Polícia Rodoviária Federal reforçou a segurança nas estradas durante a greve. (Foto: Tânia Rêgo/Agência Brasil).

Atualização divulgada às 12h desta quinta-feira (31) pelo Ministério Extraordinário da Segurança Pública diz que não há mais pontos de concentração de caminhoneiros em rodovias federais. As informações são da PRF (Polícia Rodoviária Federal), que monitora a situação das estradas no País e os pontos de bloqueio e manifestações de caminhoneiros.

Segundo a corporação, não há mais aglomeração de pessoas ou veículos perto de rodovias federais ou “qualquer anormalidade no fluxo de veículos”. Não há, contudo, acompanhamento de possíveis protestos em estradas estaduais.

No último balanço da situação das rodovias federais, divulgado às 11h, ainda existiam nove pontos de concentração. Destes, seis eram em Santa Catarina, dois no Rio Grande do Sul e um no Ceará.

Na atualização divulgada no início da manhã desta quinta, o Ministério da Defesa ainda contabilizava 65 pontos de concentração de caminhoneiros. Pelos cálculos do governo, no auge da crise, chegou a haver mais de 600 pontos de manifestação.

O acordo com entidades representativas dos caminhoneiros foi fechado no dia 27. Mas, ainda assim, caminhoneiros mantiveram protestos em diversos locais do País. Líderes de entidades, como a Associação Brasileira dos Caminhoneiros, e apurações feitas pelo governo apontaram a presença de infiltrados no movimento.

Prisão

O ministro-chefe do Gabinete de Segurança Institucional, Sergio Etchegoyen, confirmou que nesta quinta-feira houve a primeira prisão de empresário suspeito de interferir na paralisação dos caminhoneiros. Ele teria incentivado o locaute, quando patrões influenciam greve de trabalhadores na tentativa de obter vantagens, prática proibida no País.

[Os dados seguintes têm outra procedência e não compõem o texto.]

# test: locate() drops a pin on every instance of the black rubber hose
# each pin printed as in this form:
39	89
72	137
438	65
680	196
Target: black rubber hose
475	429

As primeiras informações são que o transportador, detido no Rio Grande do Sul, teria ameaçado motoristas nos bloqueios em rodovias do Estado. Os agentes cumpriram mandados de busca e apreensão nas cidades de Vila Real e Caixas do Sul, a cerca de 100 quilômetros de Porto Alegre. Também foi cumprido mandado de prisão na cidade de Xangri-Lá, no Litoral Norte do Estado.

Em entrevista coletiva, Etchegoyen reiterou a disposição do governo em manter o diálogo e lamentou a violência que provocou a morte de um motorista em Rondônia. Ele foi atingindo por uma pedra após passar por um bloqueio de manifestantes. Etchegoyen concedeu entrevista após reunião no Palácio do Planalto, no gabinete de monitoramento da greve dos caminhoneiros.

As manifestações associadas à paralisação impactaram em todo Brasil. Houve problemas de abastecimento de combustíveis, alimentos, medicamentos e outros produtos. Também foi afetado o funcionamento de empresas, colégios, hospitais, portos e aeroportos. O presidente Temer anunciou um acordo com os caminhoneiros, incluindo vários pontos, entre eles, a redução em R$ 0,46 no preço do litro do diesel durante 60 dias.

Paralelamente, a FUP (Federação Única dos Petroleiros) orientou a categoria a suspender o movimento, deflagrado ontem, e denominado “greve de advertência” por 72 horas.